Overconsumption, overscheduling and staying in crisis doesn’t help our hurting for more than a few minutes. Overall, these compulsive behaviors just delay healing.
Worst, compulsive behaviors cripple our capacity for healing. We don’t learn anything as we’re numbing ourselves. Numb leads to dumb.
Here is the thing to remember: Hurt. Heal. Repeat.
Did that last word set your hair on end? Sorry, but it IS a cycle. Closing the door to ever hurting again would be closing the door to living.
Healing happens to people hurt as badly as you and I have been literally all of the time. All around the globe. As I’m writing and you are reading.
Healing generally happens via connectedness, whether to other people, animals, the natural world, meaningful work (paid or unpaid). The arts are probably the most powerful healers on earth. They connect us across space and time; they catapult us into realms of beauty.
My many heartbreaks in my 54 years have always healed, with time. They’ve progressively cracked my heart open into a bigger capacity to connect with others, and have compassion for them. Hurt. Heal. Repeat.

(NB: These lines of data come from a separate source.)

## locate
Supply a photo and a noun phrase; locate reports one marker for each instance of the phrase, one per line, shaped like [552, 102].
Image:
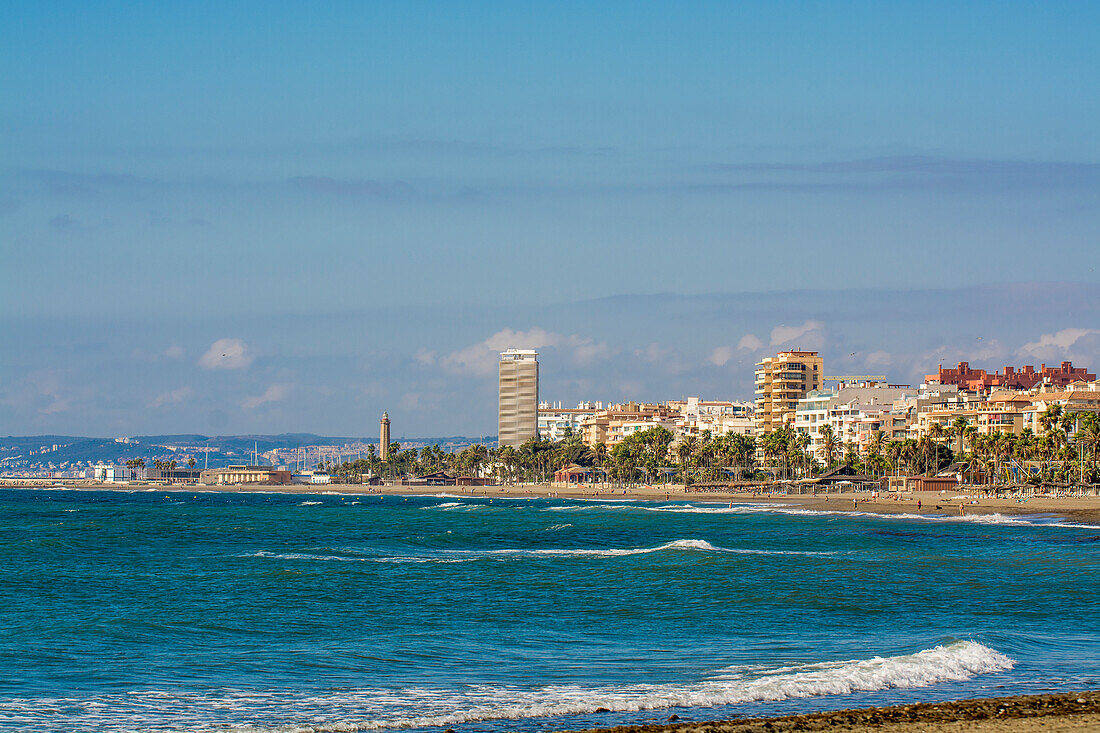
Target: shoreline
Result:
[933, 504]
[1067, 711]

Here are 11 Ways To Get Through The Death of a Loved One. Most of the advice can apply to healing from any kind of loss.
I’ve just finished reading a new book, “Glimpsing Heaven” by a tough-minded journalist named Judy Bachrach, that I’ll be reviewing here in December, based on the experiences of tens of thousands of people. Hint: heaven appears to involve a lot of connectedness.
November 10, 2014
Hi Alison! Great time together this weekend; looking forward to Christmas together.
November 7, 2014
Your headline is especially poignant for me today, as today is the 11th anniversary of my father’s passing. Healing from our own grief is an ongoing (and often, non-linear) process, but one that, like you say, helps us become more empathetic to the grief experience of others.
November 8, 2014
Colleen, I feel for you. I would have loved to have known your dad personally. The way you’ve described your childhood to me — the many outdoor activities with the Indian Princesses group being one example — has always helped me understand what a deep, loving bond you had with your dad.
November 6, 2014
I just printed this out to share with my grief group. Most everyone I work with is in poverty, so consuming more isn’t necessarily their reaction to grief. However, staying in crisis and being over scheduled often come up as unhealthy ways of avoiding deep sadness. I can’t wait to hear what they think of this essay! Thanks for sharing.
November 8, 2014
Jen, I just edited this post to include overscheduling and staying in crisis as other ways we tend to avoid our grief. Thanks for adding to the shared pool of wisdom here. I hope your clients in your grief group find value in what I’ve written (with your help :)). They are blessed to have you as a counselor.